Andrew Lewman:
On Fri, 3 May 2013 16:05:15 -0400 "Runa A. Sandvik" runa.sandvik@gmail.com wrote:
I disagree. The Tor help desk sees a ton of requests from users saying that Tor is unable to connect, and the simple fix is to give them a bridge or two. Not all users know what they need to connect, and not all users will know the difference between bridge, obfs2, and obfs3.
One answer is the user shouldn't care. Tor Browser should automatically loop through the various kinds of connectivity and just connect. non-obfs bridges really should get wholly replaced with obfs bridges en masse.
Probing doesn't work well for people in countries where using Tor is dangerous.
I think you should completely drop the "hide Tor from your ISP, because it's dangerous in your country" use case. It's an arms race you already lost and conceptually always can easily lose against endless data retention with retroactive policing. Even if you had a perfect unbreakable obfsproxy working perfectly for private bridges, 100% always hiding Tor would still be a complicated bootstrap problem no regular user in those countries won't be able to solve.
Quote Jacob Appelbaum (in context of private obfuscated bridges) [1]
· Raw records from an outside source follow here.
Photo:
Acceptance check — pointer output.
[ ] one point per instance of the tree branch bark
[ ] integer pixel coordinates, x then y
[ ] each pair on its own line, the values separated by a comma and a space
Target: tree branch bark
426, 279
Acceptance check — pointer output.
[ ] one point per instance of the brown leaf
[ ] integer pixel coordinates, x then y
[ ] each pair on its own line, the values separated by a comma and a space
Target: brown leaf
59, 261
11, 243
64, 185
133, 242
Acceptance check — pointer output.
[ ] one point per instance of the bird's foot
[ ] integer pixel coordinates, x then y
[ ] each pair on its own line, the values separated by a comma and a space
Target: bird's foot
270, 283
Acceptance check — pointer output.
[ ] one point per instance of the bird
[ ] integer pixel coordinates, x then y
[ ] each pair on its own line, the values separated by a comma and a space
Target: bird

Some pluggable transports may seek to obfuscate traffic or to morph
it. However, they do not claim to hide that you are using Tor in all cases but rather in very specific cases. An example threat model includes a DPI device with limited time to make a classification choice - so the hiding is very specific to functionality and generally does not take into account endless data retention with retroactive policing.